2017: Dr Marwan Katurji, University of Canterbury, Department of Geography, has been awarded a Rutherford Discovery Fellowship for research entitled: 'The invisible realm of atmospheric coherent turbulent structures: Resolving their dynamics and interaction with Earth's surface'.
Dr Marwan Katurji received his PhD from the University of Canterbury and specialises in atmospheric boundary-layer science, a branch of meteorology that aims to understand how the lower atmosphere interacts with Earth’s surfaces. Marwan’s research interest revolves around measuring, modelling, simulating and analysing surface-atmospheric energy and moisture flux that control Earth’s microclimates. Before his PhD, Marwan’s undergraduate and graduate academic background was in mechanical engineering, during which his core academic training was in thermal and fluid sciences at the American University of Beirut. He is particularly interested in developing new approaches to tackle fundamental research questions in the field of atmospheric boundary-layer turbulence that leverages on a multidisciplinary approach of engineering and science. Marwan has undertaken numerous research projects in New Zealand, Antarctica, and the United States and has developed peer reviewed publications contributing to the fields of numerical weather and climate modelling, agricultural and forest meteorology, renewable wind energy and mountain meteorology.

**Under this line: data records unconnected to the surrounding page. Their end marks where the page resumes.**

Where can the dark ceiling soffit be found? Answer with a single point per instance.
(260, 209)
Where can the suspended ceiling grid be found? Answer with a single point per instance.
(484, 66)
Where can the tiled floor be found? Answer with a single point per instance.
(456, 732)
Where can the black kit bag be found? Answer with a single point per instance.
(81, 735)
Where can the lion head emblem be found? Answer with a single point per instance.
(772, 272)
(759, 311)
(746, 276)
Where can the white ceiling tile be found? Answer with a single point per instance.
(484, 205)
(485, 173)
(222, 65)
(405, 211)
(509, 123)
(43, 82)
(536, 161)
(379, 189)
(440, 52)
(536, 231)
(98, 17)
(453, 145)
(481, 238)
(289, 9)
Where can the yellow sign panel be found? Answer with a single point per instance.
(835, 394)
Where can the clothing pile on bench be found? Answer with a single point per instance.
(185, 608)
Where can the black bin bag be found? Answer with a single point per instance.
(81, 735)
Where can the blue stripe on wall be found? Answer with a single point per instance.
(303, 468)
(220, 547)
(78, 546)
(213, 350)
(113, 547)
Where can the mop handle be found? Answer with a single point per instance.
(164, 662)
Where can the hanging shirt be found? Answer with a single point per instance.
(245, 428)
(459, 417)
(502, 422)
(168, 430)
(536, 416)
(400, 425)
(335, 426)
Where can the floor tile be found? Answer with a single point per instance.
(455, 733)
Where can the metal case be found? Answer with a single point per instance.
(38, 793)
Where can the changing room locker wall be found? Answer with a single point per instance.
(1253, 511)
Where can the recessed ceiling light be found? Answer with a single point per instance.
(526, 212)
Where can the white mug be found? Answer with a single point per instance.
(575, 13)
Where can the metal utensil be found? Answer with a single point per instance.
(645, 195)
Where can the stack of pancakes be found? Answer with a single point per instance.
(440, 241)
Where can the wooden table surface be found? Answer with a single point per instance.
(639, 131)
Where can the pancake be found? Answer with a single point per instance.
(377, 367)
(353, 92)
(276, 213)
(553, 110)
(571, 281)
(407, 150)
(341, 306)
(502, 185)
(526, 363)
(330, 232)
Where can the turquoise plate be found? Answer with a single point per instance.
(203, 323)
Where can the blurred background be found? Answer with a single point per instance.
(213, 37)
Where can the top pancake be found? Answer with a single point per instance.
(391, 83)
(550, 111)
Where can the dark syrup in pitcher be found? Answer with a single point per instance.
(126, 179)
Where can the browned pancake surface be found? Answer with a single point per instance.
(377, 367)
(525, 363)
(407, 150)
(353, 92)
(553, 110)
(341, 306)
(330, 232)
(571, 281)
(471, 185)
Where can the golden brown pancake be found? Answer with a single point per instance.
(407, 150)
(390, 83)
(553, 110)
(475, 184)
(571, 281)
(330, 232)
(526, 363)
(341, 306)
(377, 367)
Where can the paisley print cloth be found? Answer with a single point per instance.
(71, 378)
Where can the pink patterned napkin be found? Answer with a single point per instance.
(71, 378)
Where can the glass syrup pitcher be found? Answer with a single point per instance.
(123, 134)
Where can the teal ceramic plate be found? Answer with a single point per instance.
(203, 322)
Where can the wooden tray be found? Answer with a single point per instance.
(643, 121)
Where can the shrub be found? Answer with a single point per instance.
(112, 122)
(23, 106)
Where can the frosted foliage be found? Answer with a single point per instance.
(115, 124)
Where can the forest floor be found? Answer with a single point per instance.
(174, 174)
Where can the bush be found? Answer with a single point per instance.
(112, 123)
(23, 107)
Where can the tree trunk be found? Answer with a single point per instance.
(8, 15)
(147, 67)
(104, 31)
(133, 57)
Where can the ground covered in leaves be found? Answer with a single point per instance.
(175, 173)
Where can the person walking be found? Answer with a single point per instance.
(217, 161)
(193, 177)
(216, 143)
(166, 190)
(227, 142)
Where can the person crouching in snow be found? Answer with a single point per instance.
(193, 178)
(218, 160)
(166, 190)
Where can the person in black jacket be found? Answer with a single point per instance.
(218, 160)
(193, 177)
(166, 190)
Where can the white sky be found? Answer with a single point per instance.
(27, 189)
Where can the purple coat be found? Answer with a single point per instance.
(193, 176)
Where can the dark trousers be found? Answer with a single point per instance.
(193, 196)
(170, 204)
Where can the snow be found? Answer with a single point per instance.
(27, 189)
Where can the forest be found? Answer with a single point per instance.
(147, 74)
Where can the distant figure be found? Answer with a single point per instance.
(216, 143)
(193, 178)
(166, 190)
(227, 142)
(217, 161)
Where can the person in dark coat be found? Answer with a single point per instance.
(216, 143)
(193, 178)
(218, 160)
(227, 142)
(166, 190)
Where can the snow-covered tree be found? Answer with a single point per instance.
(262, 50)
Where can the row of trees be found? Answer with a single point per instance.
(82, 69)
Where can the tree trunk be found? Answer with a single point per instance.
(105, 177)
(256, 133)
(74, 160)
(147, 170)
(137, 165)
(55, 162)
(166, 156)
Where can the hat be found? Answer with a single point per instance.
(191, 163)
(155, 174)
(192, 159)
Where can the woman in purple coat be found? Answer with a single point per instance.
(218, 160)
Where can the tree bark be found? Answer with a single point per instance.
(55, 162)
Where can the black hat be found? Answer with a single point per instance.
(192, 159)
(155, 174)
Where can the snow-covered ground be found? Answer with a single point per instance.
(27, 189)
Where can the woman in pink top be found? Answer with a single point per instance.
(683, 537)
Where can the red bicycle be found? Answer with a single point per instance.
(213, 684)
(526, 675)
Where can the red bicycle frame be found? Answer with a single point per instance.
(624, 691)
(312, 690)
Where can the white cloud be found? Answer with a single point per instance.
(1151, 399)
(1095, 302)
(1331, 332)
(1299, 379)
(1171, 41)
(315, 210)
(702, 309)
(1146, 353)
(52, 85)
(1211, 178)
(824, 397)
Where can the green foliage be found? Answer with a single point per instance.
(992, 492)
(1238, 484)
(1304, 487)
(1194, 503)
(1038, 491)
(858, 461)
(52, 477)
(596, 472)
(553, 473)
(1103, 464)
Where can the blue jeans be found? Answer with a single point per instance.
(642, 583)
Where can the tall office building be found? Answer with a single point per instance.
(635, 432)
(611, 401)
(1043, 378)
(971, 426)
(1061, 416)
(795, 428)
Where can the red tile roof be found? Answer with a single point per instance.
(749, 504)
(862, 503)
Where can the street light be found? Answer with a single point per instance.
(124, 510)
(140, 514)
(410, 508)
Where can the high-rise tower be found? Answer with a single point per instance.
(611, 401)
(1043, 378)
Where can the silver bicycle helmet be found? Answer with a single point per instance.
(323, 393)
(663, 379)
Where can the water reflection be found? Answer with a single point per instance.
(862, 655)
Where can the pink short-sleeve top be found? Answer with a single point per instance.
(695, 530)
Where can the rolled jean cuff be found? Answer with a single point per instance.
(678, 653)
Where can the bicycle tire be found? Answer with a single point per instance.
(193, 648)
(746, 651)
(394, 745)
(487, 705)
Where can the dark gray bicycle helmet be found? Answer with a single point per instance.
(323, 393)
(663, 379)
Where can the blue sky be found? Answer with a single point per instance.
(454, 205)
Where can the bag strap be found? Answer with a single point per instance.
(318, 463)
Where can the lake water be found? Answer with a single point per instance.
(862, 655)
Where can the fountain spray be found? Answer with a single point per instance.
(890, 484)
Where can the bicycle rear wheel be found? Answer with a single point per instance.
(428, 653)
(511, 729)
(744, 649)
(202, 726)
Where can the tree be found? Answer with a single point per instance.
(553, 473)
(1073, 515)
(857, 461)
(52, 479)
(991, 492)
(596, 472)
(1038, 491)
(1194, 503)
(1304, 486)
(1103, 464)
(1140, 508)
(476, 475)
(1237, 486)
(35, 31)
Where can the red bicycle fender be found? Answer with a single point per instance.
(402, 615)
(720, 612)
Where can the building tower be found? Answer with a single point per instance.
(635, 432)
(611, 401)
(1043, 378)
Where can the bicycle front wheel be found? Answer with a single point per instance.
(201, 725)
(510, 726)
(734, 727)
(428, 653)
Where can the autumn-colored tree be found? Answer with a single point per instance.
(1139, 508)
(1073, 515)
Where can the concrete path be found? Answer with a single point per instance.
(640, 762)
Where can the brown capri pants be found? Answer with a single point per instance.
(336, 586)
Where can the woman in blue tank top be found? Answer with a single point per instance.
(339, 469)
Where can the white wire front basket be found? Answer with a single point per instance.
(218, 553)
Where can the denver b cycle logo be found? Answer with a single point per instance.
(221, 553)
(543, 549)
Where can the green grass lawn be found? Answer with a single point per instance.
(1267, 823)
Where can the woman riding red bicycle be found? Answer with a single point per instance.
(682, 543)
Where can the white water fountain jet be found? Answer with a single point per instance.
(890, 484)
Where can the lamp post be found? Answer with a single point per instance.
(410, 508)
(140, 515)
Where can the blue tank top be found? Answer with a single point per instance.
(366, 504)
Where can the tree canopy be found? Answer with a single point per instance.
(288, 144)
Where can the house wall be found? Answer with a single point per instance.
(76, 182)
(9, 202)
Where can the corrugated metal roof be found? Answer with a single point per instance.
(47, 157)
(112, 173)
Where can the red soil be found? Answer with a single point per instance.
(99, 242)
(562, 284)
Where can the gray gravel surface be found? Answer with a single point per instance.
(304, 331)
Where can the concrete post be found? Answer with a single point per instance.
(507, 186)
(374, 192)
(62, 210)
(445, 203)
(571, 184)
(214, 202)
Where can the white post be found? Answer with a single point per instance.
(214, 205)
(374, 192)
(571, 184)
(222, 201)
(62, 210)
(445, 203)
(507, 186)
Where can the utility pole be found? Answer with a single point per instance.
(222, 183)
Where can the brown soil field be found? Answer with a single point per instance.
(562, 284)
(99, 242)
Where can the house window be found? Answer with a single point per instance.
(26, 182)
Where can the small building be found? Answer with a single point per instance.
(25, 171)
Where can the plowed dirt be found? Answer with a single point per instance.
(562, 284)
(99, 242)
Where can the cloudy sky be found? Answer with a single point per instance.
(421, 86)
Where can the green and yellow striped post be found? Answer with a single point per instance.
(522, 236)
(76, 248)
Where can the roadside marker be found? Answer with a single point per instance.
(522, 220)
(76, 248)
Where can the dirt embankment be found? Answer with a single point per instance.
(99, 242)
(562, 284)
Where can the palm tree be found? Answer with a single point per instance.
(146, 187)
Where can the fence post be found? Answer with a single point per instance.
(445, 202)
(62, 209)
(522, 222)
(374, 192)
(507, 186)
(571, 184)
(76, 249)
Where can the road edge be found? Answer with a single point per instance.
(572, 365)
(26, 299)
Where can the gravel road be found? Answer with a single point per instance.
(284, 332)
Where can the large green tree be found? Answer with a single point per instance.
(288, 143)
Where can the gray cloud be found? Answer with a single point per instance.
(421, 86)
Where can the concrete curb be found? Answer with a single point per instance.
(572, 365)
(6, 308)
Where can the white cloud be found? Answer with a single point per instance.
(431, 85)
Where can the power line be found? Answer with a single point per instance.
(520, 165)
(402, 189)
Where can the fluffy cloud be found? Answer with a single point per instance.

Global, regional, and local climate and weather models provide vital information to keep our communities safe from weather hazards, maintain high water and energy eﬃciency for food production and predict our renewable energy resource. It is therefore important to develop reliable and accurate models that give better estimates of surface-atmosphere thermodynamic fluxes, which are essential components for accurate surface wind, temperature and humidity predictions that define our microclimates. The dynamics of the lowest 2 kms of Earth’s atmosphere, or the atmospheric boundary-layer, are poorly represented in weather and climate models due to inadequate representation of process such as turbulence, or rapid air fluctuations controlling energy and moisture exchanges at the surface-atmosphere interface. This lack of knowledge is mainly due to the complex and unpredictable nature of turbulence and the limitations of our observational systems that hinder a comprehensive dynamic representation of the physical processes, which results in poor model performance. This research programme will address the principles behind surface-atmosphere interactions by critically reassessing current measurement techniques and designing new measurement methods for near-surface atmospheric turbulence, thereby testing and developing both existing and new theoretical formulations of land-atmosphere turbulent interactions. It is critical to develop a comprehensive approach to investigating coherent turbulence structures that involves tracking their downward propagation towards the surface, and then observing their impacts on surface temperature and velocity fields. Our approach will be based on utilising state-of-the-art far- infrared cameras employed in field experiments and lab-based physical models to develop a new improved spatial model of surface-atmospheric turbulent interactions.